В другое время я бы наверняка осудил их сепаратизм, но сейчас, на фоне коррупции и военных поражений, которые терпит империя, мне понятна их позиция. С другой стороны, мне очень жаль, что в нынешних условиях мы оказались не в состоянии достигнуть взаимопонимания. Остановить нашествие можно только совместными усилиями, только объединившись!

— Рад, что вы это понимаете. Дело в том, что и в Валамской общине многое изменилось за эти годы, но одно осталось неизменным — при нынешней власти в империи объединение невозможно.

— Вы собираетесь убить императора? — неожиданно спросил Храменко, поразив Танаева своей способностью делать далекоидущие выводы из небольшого объема полученной информации. — Для этого вам понадобилась гвардия?

— Ну что вы! Кому нужен этот безвольный старец, давно отстраненный от реальных рычагов власти!

— Вы неплохо разбираетесь в наших делах. Но в таком случае ваша цель — канцлер?

Танаев молчал, и его молчание сказало Храменко больше любых слов.

— С этой минуты мы оба становимся заговорщиками, а заговор против государственных интересов империи карается весьма мучительной смертью. Неделя предварительных пыток, предшествующая официальной казни, делает из заговорщика кусок кровоточащего мяса, и лишь затем…

— Не надо меня запугивать. Я полностью отдаю себе отчет во всех последствиях своего провала.

— Я и не собираюсь вас запугивать. Скажу больше — вместо того чтобы немедленно вызвать полицию, я по-прежнему готов выслушать вашу историю и, следовательно, сам становлюсь государственным изменником.

— А зря, пожалуй, вы не вызываете полицию. Это бы полностью вас обелило в глазах властей. Меня вряд ли удастся взять так просто, даже здесь, в вашем доме, где полно заранее заготовленных ловушек и засад. Я уверен, что вы знали об этом, но, возможно, не всё. Позвольте, прежде чем мы продолжим нашу беседу в другом месте, предоставить вам одно неоспоримое доказательство истинности моих слов!

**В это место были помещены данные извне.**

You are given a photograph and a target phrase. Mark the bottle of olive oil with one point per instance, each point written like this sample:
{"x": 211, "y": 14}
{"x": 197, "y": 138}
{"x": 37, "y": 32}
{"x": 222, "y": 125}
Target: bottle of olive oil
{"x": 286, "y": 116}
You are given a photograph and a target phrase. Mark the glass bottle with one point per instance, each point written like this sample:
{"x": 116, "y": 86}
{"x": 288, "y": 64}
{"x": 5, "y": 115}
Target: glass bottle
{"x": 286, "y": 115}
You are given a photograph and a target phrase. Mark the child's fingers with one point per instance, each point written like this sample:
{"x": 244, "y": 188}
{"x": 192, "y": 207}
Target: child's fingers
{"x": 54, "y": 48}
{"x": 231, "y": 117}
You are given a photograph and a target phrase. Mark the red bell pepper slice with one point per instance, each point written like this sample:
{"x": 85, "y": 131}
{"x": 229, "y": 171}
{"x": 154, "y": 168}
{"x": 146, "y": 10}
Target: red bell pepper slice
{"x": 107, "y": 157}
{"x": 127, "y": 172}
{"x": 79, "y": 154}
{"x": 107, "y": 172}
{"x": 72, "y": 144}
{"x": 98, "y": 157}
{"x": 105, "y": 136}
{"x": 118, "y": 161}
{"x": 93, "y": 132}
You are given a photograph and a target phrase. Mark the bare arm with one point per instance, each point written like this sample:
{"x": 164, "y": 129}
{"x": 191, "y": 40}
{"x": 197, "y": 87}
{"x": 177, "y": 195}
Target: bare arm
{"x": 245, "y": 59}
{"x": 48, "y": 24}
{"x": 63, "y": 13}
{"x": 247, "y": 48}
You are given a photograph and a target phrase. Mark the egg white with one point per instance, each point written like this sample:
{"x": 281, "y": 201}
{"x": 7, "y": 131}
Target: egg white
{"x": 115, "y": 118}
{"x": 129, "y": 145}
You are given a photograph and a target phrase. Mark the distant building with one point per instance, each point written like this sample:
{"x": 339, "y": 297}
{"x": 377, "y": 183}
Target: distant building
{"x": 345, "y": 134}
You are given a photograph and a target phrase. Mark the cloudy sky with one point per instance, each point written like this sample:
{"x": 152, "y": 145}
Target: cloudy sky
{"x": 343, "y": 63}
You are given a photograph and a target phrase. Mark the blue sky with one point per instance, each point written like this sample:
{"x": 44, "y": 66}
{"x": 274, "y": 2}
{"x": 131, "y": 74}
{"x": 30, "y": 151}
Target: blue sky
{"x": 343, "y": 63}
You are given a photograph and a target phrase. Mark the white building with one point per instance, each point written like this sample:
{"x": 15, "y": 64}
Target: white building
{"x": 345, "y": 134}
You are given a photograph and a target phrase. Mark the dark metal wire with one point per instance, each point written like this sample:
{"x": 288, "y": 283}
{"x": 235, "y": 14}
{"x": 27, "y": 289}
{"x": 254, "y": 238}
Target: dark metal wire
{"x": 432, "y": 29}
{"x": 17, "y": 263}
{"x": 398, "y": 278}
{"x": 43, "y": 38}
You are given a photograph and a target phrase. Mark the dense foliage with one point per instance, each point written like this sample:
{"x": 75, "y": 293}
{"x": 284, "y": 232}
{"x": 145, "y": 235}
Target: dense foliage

Сказав это, Танаев исчез, а через секунду появился перед Храменко уже на другом стуле. В руках он держал светящийся кристалл внутренней памяти мажордома, который теперь неподвижно стоял перед распахнутой настежь дверью библиотеки с развороченным нутром.

— Здесь запись всей нашей беседы.

— Я подозревал что-то подобное, но до сих пор не возникало необходимости всерьез заняться проверкой. Есть что-нибудь еще в таком духе?

— Почти наверняка. Для дальнейшего разговора нам понадобится более безопасное место.

— Хорошо. Только сначала объясните, как вам это удалось? Почему вы вдруг стали невидимы?

— Все дело в скорости. С момента, когда я встал со стула, и до того, как появился перед вами, прошла примерно сотая доля секунды. А как мне удается этого достигнуть, вы узнаете из моего дальнейшего рассказа. Мне бы не хотелось, чтобы эти сведения попали в руки канцлеру, прежде чем я до него доберусь.

— В таком случае, если вы не хотите привлечь к нашей встрече внимание всех имперских агентов, вам придется переодеться, воспользовавшись для этого моим гардеробом. Вряд ли вы можете сохранять невидимость слишком долго.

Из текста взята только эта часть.